SaaS takes a dive

It's been a while since Salesforce.com had a significant service disruption, so it made the news that several of their server clusters were out, on and off, over the course of about six hours yesterday. Time was when this was a regular feature for the Salesforce user, an opportunity to grab a cigarette break or a cup of joe and shoot the breeze for a while until the Salesforce gremlins could be excised. But for almost a year, service has been reliable and responsive at the SaaS CRM company.
Some people think the current outage is a big deal, others not so much, but the interesting part for me was that Salesforce's distant second competitor, Salesboom.com, was experiencing outages at almost the same time. This didn't get coverage anywhere that I could find, and in truth I would never have known myself if a client had not been in the process of rolling the service out right as it was happening.
The twin episodes illustrated two things for me: One, it's clear why Salesforce is the industry leader, with their constant updates and clear communications via the dedicated monitoring site http://trust.salesforce.com/; their response was open, professional, and very effective at quelling discontent (witness the non-reaction at Salesforcewatch), while Salesboom simply stopped responding to support e-mails or returning phone calls. Two, it calls into question whether or not any SaaS product can deliver the bill of goods that the proponents (and I am one of them) have been selling.

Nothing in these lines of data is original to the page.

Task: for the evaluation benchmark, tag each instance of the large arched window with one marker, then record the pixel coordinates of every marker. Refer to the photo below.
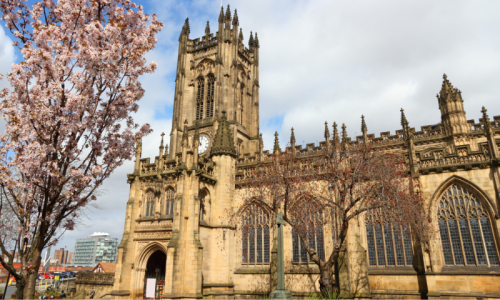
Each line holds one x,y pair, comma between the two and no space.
150,204
255,236
169,201
465,229
312,226
389,244
200,98
203,205
210,96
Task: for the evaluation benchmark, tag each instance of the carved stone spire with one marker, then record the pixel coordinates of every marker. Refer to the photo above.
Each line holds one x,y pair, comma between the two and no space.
228,14
261,144
490,136
327,132
364,129
221,15
404,122
335,134
250,40
344,133
196,136
161,145
235,19
276,149
223,142
184,141
486,121
452,109
207,29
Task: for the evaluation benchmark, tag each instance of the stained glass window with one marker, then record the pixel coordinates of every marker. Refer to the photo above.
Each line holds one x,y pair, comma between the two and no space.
388,244
255,237
464,224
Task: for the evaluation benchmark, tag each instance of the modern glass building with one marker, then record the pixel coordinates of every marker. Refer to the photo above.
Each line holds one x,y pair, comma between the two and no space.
96,248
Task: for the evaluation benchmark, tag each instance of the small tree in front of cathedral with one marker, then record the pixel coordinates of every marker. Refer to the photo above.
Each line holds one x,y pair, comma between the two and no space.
323,190
68,115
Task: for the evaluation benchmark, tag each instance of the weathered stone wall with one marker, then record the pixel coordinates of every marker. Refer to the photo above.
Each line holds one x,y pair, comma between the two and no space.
101,282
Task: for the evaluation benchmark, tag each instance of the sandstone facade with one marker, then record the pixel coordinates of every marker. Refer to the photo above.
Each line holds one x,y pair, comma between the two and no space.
179,203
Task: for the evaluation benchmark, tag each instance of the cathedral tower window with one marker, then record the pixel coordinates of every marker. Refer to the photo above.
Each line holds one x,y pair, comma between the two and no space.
210,96
203,205
255,236
169,201
465,229
388,244
313,229
200,98
150,204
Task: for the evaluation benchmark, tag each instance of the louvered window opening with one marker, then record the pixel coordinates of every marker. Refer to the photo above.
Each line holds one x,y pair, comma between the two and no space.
465,229
150,204
315,239
203,210
200,98
169,203
255,237
210,96
388,245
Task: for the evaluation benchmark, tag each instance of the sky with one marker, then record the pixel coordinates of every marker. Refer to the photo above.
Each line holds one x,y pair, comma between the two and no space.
320,61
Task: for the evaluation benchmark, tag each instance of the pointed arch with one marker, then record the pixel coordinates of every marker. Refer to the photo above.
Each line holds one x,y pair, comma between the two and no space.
169,201
255,235
477,191
466,224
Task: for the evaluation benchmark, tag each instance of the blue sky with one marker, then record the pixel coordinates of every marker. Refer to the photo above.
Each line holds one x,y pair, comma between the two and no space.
323,61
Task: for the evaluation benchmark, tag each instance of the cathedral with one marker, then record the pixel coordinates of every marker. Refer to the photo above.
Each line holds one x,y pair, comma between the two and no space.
175,225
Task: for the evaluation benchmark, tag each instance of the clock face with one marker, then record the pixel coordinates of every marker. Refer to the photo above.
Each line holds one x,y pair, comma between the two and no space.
202,148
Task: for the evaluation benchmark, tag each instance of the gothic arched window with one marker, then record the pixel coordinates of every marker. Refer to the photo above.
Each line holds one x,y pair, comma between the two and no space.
388,244
465,229
210,96
203,206
312,227
169,201
255,236
200,98
150,204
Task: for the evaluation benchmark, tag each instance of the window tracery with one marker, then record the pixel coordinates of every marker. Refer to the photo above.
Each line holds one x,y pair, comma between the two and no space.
200,98
389,243
150,204
255,236
169,201
210,96
465,229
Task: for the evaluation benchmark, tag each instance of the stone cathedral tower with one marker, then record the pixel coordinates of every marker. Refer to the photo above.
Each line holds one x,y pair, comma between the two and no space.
215,74
178,232
175,204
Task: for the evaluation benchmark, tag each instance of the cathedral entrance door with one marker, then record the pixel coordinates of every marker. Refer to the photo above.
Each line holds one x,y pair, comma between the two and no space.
155,269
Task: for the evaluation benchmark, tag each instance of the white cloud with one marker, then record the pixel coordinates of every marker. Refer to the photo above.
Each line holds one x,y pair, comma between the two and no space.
331,61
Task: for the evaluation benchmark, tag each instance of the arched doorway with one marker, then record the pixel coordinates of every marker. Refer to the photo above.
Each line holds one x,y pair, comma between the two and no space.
155,269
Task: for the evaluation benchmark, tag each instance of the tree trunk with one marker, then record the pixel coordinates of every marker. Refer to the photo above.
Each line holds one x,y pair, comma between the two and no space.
20,284
326,285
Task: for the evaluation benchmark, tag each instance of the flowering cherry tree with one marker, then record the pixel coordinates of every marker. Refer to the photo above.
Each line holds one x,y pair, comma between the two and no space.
323,191
68,113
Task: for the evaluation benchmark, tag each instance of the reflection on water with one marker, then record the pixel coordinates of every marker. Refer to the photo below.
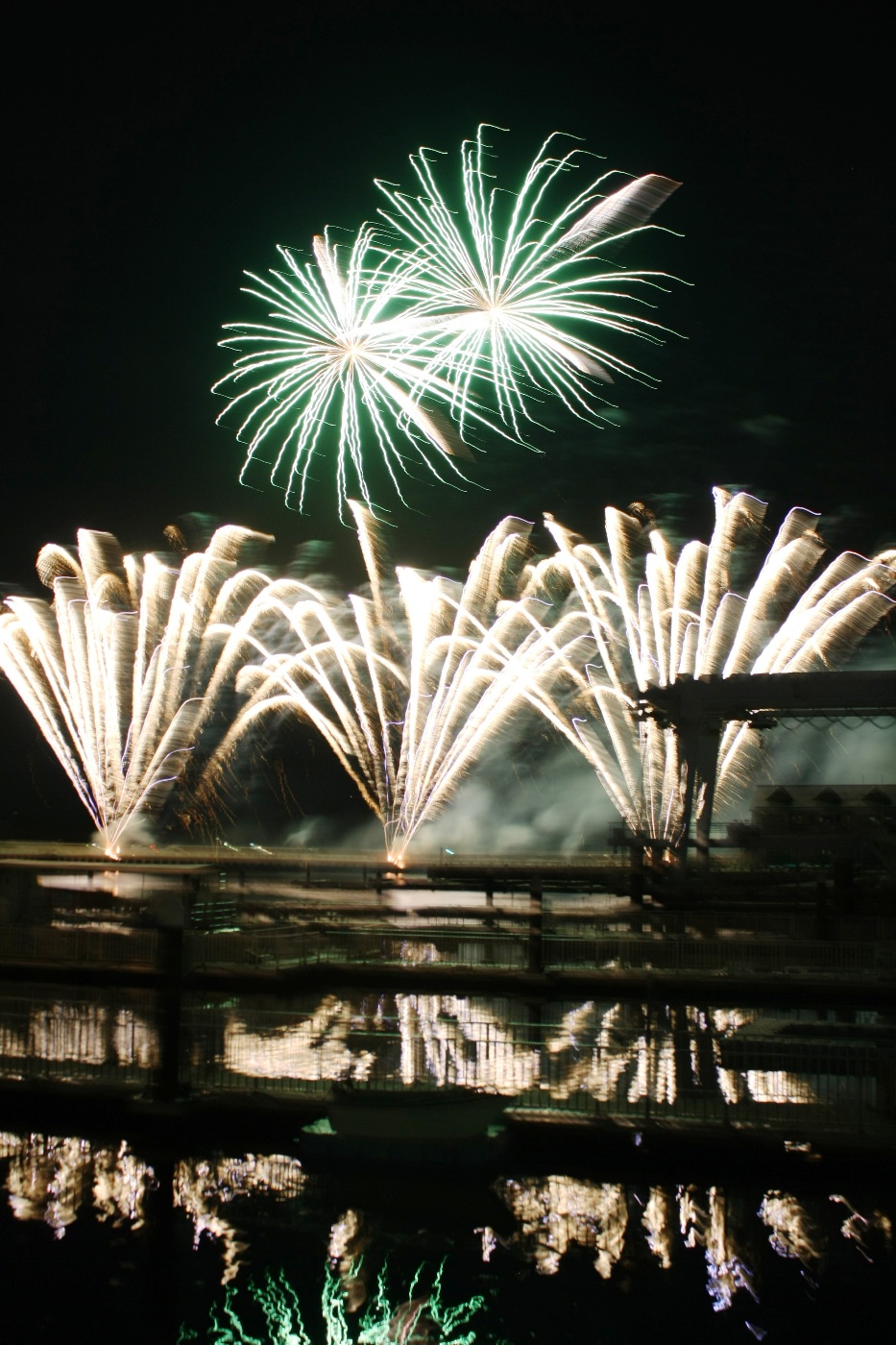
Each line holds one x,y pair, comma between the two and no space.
623,1060
351,1273
202,1187
50,1179
554,1212
425,1317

As Michael Krigsman (also linked above) points out, "SaaS customers pay to be insulated from release problems, and that's what they should get. With no reasons, excuses, or explanations." While I don't believe that SaaS is somehow magically immune to all the issues endemic to software development and deployment in our world today, it's true that it has been billed as making those issues Someone Else's Problem. Technically that remains true (if you don't like Salesforce, you can always move to Salesboom! and vice versa), and it's also true that in-house deployments still suffer these problems in spades, but technicalities don't make fuming sales staff any happier as their work piles up in front of them.
I am still confident the world is moving primarily toward a SaaS existence, but the question remains open as to whether or not we will learn to be as forgiving of glitches in Someone Else's System as we are in our own, or whether higher standards will apply (and if so, if they can be met).
This incident highlights two key aspects for companies who provide SaaS:
(1) The quality of the service is a direct result of the quality of systems management. Clearly, Salesforce.com has done a great job in this area, which allows it to distance itself from Salesboom.com by alerting, reacting and dealing with problems where Salesboom.com simply went into blackout mode.
(2) In spite of the superior service of Salesforce.com, the incident troubleshooting (which is described quite well in the service status portal http://trust.salesforce.com/trust/status) still takes time. Some incidents took 2hrs and still there was no clear root-cause). It’s pretty safe to assume that this troubleshooting requires a high level of expertise. Salesforce.com could benefit and distance itself even further from the competition by taking a more proactive and predictive approach to systems management, so they can foresee service-impacting issues as they “brew” and avert their impact before it is too late.